Convert dynamic JSON format to CSV using ChoETL

734 Views Asked by At

I would receive JSON in various formats and hierarchies, Need to know the possibility to be able to convert any JSON format into CSV by forming columns dynamically.As an example,i have provided the required details,below is an multi level JSON and the expected CSV output

JSON

{
   "getUsers":[
      {
         "UserInformation":{
            "Id":1111122,
            "firstName":"*****1",
            "UserType":{
               "name":"CP"
            },
            "primaryState":"MA",
            "otherState":[
               "MA",
               "BA"
            ],
            "createdAt":null
         }
      },
      {
         "UserInformation":{
            "Id":3333,
            "firstName":"*****3",
            "UserType":{
               "name":"CPP"
            },
            "primaryState":"MPA",
            "otherState":[
               "KL",
               "TN"
            ],
            "createdAt":null
         }
      }
   ]
}

CSV Output expected CSV output

2

There are 2 best solutions below

1
On

Here is how you can do it using Cinchoo ETL programatically.

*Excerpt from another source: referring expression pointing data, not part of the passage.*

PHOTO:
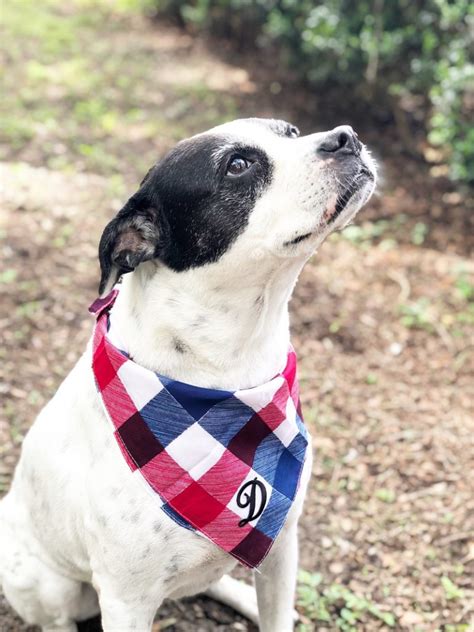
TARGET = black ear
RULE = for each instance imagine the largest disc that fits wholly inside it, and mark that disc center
(130, 238)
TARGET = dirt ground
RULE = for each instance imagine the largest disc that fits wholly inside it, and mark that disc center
(382, 317)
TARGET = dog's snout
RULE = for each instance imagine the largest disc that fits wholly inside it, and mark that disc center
(340, 141)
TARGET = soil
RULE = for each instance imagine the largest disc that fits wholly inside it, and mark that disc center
(382, 319)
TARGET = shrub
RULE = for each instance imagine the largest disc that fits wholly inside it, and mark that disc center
(383, 50)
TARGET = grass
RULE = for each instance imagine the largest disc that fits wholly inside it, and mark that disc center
(80, 101)
(335, 605)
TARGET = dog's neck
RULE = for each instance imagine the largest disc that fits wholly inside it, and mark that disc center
(198, 328)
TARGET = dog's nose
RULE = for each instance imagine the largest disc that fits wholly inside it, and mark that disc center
(340, 141)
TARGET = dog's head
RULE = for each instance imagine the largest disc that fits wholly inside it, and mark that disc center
(246, 190)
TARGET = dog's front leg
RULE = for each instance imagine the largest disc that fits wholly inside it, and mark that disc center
(127, 611)
(276, 584)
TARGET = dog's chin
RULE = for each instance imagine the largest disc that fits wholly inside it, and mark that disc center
(345, 204)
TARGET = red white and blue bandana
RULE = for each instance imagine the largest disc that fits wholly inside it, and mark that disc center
(224, 464)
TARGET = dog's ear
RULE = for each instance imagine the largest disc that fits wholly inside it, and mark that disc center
(131, 237)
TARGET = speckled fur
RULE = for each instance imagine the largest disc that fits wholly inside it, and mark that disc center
(77, 530)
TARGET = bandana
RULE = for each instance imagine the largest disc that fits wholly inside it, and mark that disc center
(224, 464)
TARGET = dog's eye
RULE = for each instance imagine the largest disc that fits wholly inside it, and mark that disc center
(292, 131)
(237, 165)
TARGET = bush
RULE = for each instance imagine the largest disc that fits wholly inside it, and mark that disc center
(383, 50)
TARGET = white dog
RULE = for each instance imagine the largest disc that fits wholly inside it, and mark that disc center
(214, 241)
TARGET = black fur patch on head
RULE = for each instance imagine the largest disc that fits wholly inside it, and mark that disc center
(188, 210)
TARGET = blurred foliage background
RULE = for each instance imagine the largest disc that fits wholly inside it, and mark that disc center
(410, 57)
(95, 91)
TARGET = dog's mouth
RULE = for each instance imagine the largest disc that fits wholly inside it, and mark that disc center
(339, 203)
(363, 176)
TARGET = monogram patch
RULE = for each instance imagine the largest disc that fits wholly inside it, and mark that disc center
(255, 499)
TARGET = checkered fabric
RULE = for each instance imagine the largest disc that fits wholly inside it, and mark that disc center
(224, 464)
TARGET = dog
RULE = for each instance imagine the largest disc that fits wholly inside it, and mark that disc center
(209, 249)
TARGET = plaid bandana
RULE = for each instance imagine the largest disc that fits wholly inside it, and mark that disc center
(224, 464)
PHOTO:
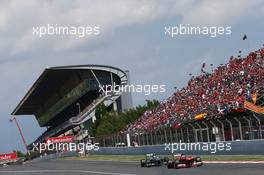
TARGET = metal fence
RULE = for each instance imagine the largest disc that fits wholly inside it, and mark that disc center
(229, 128)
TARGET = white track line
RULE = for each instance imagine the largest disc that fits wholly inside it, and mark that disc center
(236, 162)
(65, 171)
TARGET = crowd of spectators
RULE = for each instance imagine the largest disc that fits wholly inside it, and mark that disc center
(215, 94)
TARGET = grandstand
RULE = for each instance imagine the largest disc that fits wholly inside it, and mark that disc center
(63, 99)
(226, 104)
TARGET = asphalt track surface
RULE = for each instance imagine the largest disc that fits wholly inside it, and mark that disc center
(74, 167)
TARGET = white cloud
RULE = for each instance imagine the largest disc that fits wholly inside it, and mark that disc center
(18, 18)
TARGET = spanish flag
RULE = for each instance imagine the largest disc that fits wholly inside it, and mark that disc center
(200, 116)
(254, 97)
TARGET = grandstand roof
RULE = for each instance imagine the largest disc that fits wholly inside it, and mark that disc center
(51, 79)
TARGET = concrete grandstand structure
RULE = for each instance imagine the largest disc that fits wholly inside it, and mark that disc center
(64, 99)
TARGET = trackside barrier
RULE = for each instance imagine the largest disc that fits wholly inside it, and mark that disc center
(255, 147)
(55, 156)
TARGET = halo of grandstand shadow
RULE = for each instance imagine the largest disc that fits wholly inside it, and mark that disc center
(126, 168)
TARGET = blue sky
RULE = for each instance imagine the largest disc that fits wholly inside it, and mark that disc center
(132, 38)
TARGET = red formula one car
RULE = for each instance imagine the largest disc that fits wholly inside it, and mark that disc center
(182, 161)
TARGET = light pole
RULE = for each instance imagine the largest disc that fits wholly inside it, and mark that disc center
(79, 106)
(212, 68)
(20, 132)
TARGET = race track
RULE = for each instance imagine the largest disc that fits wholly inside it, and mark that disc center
(60, 167)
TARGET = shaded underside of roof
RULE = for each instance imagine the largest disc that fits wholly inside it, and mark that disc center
(51, 81)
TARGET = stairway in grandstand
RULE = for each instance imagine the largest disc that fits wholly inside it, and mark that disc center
(89, 111)
(256, 105)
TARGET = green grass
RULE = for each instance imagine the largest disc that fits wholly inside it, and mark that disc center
(138, 157)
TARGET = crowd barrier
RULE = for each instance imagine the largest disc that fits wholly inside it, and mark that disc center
(255, 147)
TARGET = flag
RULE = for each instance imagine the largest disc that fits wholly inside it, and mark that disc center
(254, 97)
(202, 69)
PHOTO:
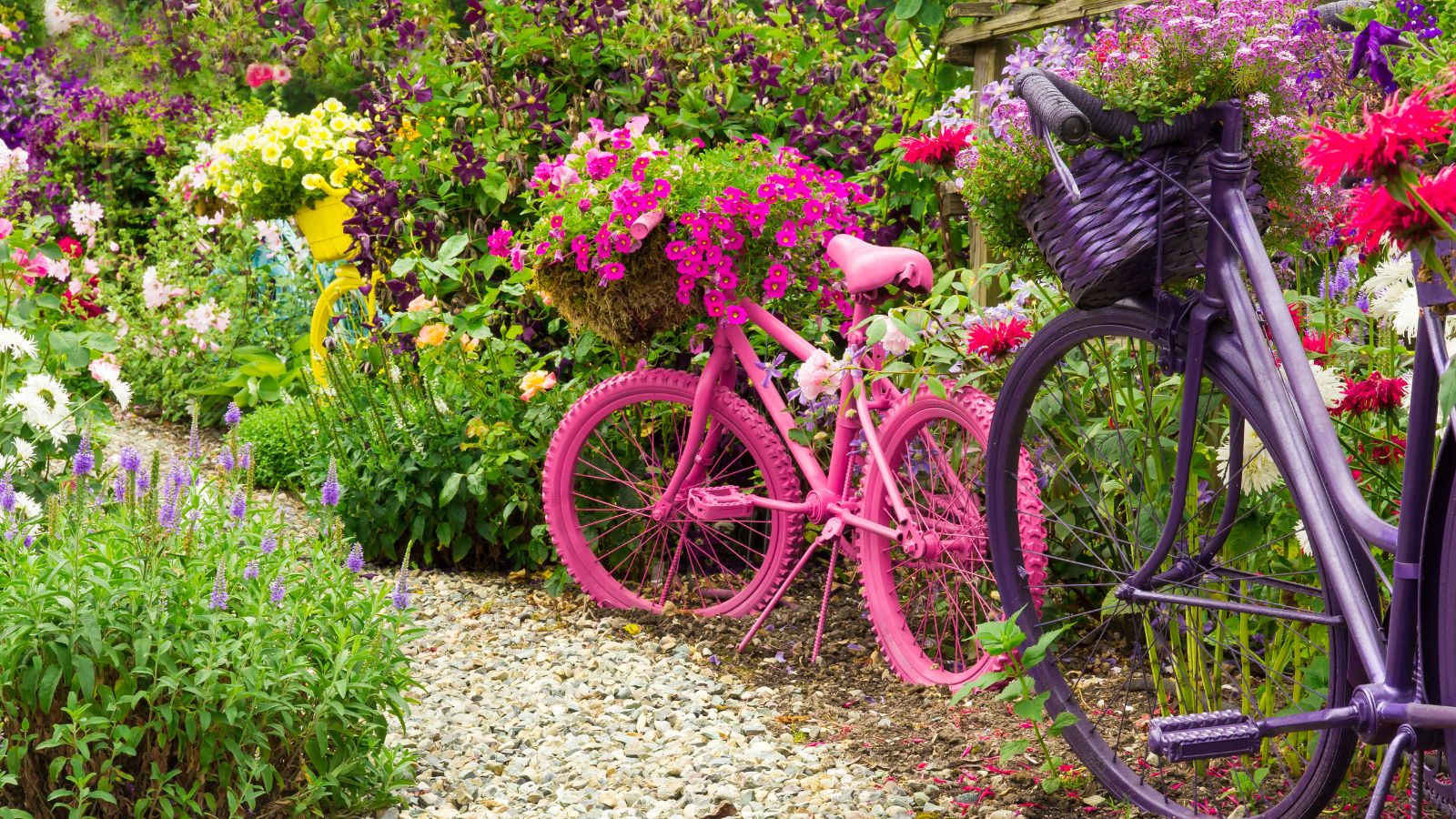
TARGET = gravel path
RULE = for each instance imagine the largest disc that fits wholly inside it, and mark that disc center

First construct configuration object, along with fields configurations at runtime and pass it to reader for loading JSON

StringBuilder csv = new StringBuilder();

var config = new ChoJSONRecordConfiguration();
config.JSONPath = "$..getUsers[*].UserInformation";
config.AllowComplexJSONPath = true;

config.JSONRecordFieldConfigurations.Add(new ChoJSONRecordFieldConfiguration("Id"));
config.JSONRecordFieldConfigurations.Add(new ChoJSONRecordFieldConfiguration("FirstName"));
config.JSONRecordFieldConfigurations.Add(new ChoJSONRecordFieldConfiguration("UserType", "$.UserType.name"));
config.JSONRecordFieldConfigurations.Add(new ChoJSONRecordFieldConfiguration("primaryState"));
config.JSONRecordFieldConfigurations.Add(new ChoJSONRecordFieldConfiguration("otherState", "$.otherState[*]") { FieldType = typeof(string[]) });
config.JSONRecordFieldConfigurations.Add(new ChoJSONRecordFieldConfiguration("createdAt"));

using (var r = ChoJSONReader.LoadText(json, config))
{
    using (var w = new ChoCSVWriter(csv).WithFirstLineHeader()
        .UseNestedKeyFormat(false)
        )
        w.Write(r);
}

Console.WriteLine(csv.ToString());

Fiddle: https://dotnetfiddle.net/Gfw3r7

2
On

A workable code like this:

Read json string and write CSV file

 StringBuilder sb = new StringBuilder();
            sb.Append(@"
{
   ""getUsers"":[
      {
         ""UserInformation"":{
            ""Id"":1111122,
            ""firstName"":""*****1"",
            ""UserType"":{
               ""name"":""CP""
            },
            ""primaryState"":""MA"",
            ""otherState"":[
               ""MA"",
               ""BA""
            ],
            ""createdAt"":null
         }
      },
      {
         ""UserInformation"":{
            ""Id"":3333,
            ""firstName"":""*****3"",
            ""UserType"":{
               ""name"":""CPP""
            },
            ""primaryState"":""MPA"",
            ""otherState"":[
               ""KL"",
               ""TN""
            ],
            ""createdAt"":null
         }
      }
   ]
}
");

var reader = ChoJSONReader<User>.LoadText(sb.ToString());
var user = reader.Read();

using (var parser = new ChoCSVWriter<UserInformation>("User.csv").WithFirstLineHeader())
{
    parser.Write(user.getUsers.Select(x => x.UserInformation));
}

Serialization Classes

class User
{
    public List<UserDetail> getUsers { get; set; }
}

class UserDetail
{
    public UserInformation UserInformation { get; set; }
}
class UserInformation
{
    public int Id { get; set; }
    public string firstName { get; set; }
    public UserType UserType { get; set; }
    public string primaryState { get; set; }
    public List<string> otherState { get; set; }
    public DateTime? createdAt { get; set; }

}

class UserType
{
    public string name { get; set; }
}

Edit

Dynamic parsing all format only with JSON reader is impossible. You need some tricky steps to parse it.

  1. Get a json string and minimize it.
  2. Use regular expression or something, recognize what the json pattern is.
  3. Use the pattern to get correct Model Class to deserialize it.